Dem Präsidenten der Sektion Wallis, Christian Farner, und seinen Vorstandsmitgliedern ist es einmal mehr hervorragend gelungen, den typischen Charme des Wallisers in eine soirée valaisanne einzubetten. Nach einem Besuch bei der Valélectric SA, wo die Teilnehmer einige Experimente in Sachen Elektrizität hautnah miterleben durften, begab man sich in das historische Restaurant «zur alten Mühle» nach Martigny. Bei einem gemütlichen Raclette und feinem Weiss­wein aus dem Hause des Präsidenten parlierte man teils deutsch, teils französisch und liess es sich wohlergehen.
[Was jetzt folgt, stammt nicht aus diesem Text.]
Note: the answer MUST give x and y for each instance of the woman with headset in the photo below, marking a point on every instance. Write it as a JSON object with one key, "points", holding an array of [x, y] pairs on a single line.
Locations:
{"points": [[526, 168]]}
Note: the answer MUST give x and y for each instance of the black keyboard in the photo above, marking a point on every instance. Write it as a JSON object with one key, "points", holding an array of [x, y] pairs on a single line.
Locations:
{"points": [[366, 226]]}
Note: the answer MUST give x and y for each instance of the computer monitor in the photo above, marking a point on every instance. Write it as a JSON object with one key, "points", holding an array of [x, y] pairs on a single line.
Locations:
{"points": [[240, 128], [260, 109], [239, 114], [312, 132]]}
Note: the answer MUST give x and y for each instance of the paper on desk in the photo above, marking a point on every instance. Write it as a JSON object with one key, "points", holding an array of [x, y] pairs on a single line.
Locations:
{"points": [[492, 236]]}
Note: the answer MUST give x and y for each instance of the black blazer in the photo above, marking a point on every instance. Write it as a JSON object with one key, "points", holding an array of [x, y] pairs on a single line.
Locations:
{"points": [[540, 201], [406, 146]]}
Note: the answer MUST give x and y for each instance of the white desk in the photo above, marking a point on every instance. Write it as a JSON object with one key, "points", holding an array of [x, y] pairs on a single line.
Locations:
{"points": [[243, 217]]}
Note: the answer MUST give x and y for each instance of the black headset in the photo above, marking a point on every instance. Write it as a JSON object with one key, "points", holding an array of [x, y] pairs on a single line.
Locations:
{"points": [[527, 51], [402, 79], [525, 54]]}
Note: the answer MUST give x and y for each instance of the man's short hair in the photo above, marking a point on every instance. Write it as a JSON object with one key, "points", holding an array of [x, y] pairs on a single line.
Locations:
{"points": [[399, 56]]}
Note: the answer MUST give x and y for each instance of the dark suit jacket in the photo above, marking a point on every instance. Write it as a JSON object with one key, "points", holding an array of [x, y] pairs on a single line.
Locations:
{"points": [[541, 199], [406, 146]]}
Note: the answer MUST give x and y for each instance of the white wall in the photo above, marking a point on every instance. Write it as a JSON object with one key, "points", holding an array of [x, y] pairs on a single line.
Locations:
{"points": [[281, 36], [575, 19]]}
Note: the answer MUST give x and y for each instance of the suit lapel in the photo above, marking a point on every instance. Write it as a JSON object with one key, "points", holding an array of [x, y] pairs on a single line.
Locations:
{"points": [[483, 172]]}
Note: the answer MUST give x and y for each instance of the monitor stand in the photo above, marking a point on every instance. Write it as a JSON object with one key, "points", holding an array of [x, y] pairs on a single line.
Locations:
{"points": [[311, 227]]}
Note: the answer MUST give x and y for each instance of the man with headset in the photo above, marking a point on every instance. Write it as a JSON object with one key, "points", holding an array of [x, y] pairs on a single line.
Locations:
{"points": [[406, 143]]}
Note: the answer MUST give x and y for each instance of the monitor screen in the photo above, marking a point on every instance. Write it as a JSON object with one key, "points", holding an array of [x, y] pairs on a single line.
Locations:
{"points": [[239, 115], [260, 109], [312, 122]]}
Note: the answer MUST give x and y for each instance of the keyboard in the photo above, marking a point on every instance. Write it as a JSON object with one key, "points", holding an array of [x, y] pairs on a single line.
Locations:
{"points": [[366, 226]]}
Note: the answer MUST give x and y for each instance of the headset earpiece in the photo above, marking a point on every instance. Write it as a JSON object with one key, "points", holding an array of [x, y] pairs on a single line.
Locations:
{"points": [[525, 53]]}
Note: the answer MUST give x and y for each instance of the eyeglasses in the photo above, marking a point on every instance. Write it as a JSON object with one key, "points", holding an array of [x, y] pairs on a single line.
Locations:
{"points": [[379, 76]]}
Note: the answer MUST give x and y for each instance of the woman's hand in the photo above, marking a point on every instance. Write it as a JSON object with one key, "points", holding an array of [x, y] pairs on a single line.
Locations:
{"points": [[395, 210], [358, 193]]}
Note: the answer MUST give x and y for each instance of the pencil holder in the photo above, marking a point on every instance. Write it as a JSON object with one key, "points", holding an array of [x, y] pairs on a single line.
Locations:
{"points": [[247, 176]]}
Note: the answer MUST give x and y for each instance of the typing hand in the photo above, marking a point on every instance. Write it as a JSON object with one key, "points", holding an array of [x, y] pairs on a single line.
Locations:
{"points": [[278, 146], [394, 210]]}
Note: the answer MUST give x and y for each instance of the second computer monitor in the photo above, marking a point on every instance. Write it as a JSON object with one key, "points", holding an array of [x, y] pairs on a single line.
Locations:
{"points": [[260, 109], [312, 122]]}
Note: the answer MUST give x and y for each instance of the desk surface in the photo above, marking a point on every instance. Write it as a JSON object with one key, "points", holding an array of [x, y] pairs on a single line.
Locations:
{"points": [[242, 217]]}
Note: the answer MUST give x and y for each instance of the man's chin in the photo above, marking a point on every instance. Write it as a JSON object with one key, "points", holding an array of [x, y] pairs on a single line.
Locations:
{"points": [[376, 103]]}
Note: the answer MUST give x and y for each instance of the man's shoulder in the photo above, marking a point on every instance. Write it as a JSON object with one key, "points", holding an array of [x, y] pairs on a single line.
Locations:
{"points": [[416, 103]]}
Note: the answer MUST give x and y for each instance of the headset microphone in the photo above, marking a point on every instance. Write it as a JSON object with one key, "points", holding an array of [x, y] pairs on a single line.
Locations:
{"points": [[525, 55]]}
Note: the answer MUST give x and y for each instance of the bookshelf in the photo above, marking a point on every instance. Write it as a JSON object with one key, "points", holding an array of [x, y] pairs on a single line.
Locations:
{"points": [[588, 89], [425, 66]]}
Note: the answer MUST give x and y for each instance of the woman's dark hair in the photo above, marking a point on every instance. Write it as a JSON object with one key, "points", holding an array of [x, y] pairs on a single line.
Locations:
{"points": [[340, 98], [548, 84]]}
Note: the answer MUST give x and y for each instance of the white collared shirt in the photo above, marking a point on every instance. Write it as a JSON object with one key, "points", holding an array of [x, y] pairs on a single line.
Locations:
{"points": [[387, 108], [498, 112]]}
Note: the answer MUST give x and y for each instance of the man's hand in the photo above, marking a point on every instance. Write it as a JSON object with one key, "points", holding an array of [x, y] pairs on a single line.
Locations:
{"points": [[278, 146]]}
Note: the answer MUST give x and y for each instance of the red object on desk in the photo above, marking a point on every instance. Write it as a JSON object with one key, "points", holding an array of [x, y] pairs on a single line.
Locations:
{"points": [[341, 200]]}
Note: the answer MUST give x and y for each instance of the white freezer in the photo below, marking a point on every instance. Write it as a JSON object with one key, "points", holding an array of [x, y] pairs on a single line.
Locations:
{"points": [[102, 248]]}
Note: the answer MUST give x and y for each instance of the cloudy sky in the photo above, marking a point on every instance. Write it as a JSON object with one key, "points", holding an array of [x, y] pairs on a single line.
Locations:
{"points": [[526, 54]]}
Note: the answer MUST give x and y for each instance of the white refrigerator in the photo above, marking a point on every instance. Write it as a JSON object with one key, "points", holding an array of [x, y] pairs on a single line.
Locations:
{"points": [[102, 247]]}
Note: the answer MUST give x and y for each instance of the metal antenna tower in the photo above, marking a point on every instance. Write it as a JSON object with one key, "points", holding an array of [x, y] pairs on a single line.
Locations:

Mit einer kleinen Weindegustation im Carnozet der Familie Farner/Maye endete ein langer, aber gelungener erster Tag der diesjährigen Strategietagung.

Bildung

Der zweite Tag der Tagung war dem für den Verband immer noch sehr wichtigen Bereich der Grund- und Weiterbildung gewidmet. Im Hinblick auf einen vorhersehbaren Rückgang der Anzahl an Schulabgängern hat sich Swissmechanic rechtzeitig, d.h. seit rund 3 bis 4 Jahren, auf mögliche Auswirkungen vorbereitet. Mit einem gezielten Lehrstellenmarketing, mit neuen Berufsdokumentationen und insbesondere mit dem Projekt «Chancengleichheit» (siehe auch SM 2/2009) sowie den welschen Projekten «Manufuture» und «Interreg» unternimmt der Verband grosse Anstrengungen, um längerfristig den Bestand an Nachwuchskräften auf allen Stufen zu sichern.

Wirtschaft

Die Schwerpunkte im Wirtschaftsbereich für die Jahre 2009 bis 2012 sieht man schwerpunktmässig beim Aufbau eines Einkaufs-Poolings für unsere Mitglieder, zudem einer Messebeteiligung an der Swisstech sowie allenfalls an der SIAMS in Moutier. Erfreut zeigt man sich über die Verschmelzung der beiden Lösungen für Arbeitssicherheit und Gesundheitsschutz zur einheitlichen gesamtschweizerisch gültigen Swissmechanic-Branchenlösung.

Die Swissmechanic-Dachorganisation hat beschlossen, durch gezielte Massnahmen die Wettbewerbsfähigkeit der Mitglieder weiter zu stärken. Einige der vorgesehenen Aktivitäten erfordern noch die Zustimmung des Verbandsrates. Ziele der geplanten Projekte sind einerseits der Aufbau eines Frühwarnsystems mit entsprechenden Wirtschaftsindikatoren für unsere doch sehr heterogen ausgestaltete Verbandsstruktur und andererseits das Vermitteln und die Koordination von Fertigungsaufträgen, verbesserte Einkaufsmöglichkeiten sowie administrative Erleichterungen für KMU-Unternehmen.

Politik

An der Tagung wurde erneut dokumentiert, dass Swissmechanic in den vergangenen Jahren zu einem grossen und bedeutenden Verband herangewachsen ist. Die bisherige politische Einflussnahme beschränkte sich weitestgehend auf Sachthemen mit Bezug zur Berufspolitik. Vereinzelt nahm der Verband bisher Stellung zu Wirtschaftsfragen oder zu allgemeinen politischen Anliegen, die von Interesse für den Verband und seine Mitglieder sind.

Infolge der personellen Verstärkung wird sich Swissmechanic in Zukunft vermehrt mit Stellungnahmen und weiteren Aktivitäten auch politisch einbringen können. Nebst der Stärkung durch vermehrte direkte Präsenz in politischen Gremien, und zwar auf allen Stufen, gehört es zu den Hauptanliegen des Verbandes, das hängige und ungelöste Problem der Unterstellung von Branchenteilen unter die Allgemeinverbindlichkeit des GAV des Metallgewerbes einer raschen und definitiven Lösung zuzuführen.

Abschliessend darf gesagt werden, dass die Tagung als Erfolg zu werten ist. Insbesondere das gemeinsame Diskutieren zwischen Vorstand und Verbandskader, zwischen Deutsch und Welsch sowie die gemeinsamen Stunden ausserhalb der Traktandenliste haben den Zusammenhalt und die Idee Swissmechanic gefördert und gestärkt. Dass dabei die Traktandenliste nicht vollständig abgearbeitet werden konnte, gibt der Verbandsleitung auch die Chance, dies bei einer nächsten Gelegenheit nachzuholen.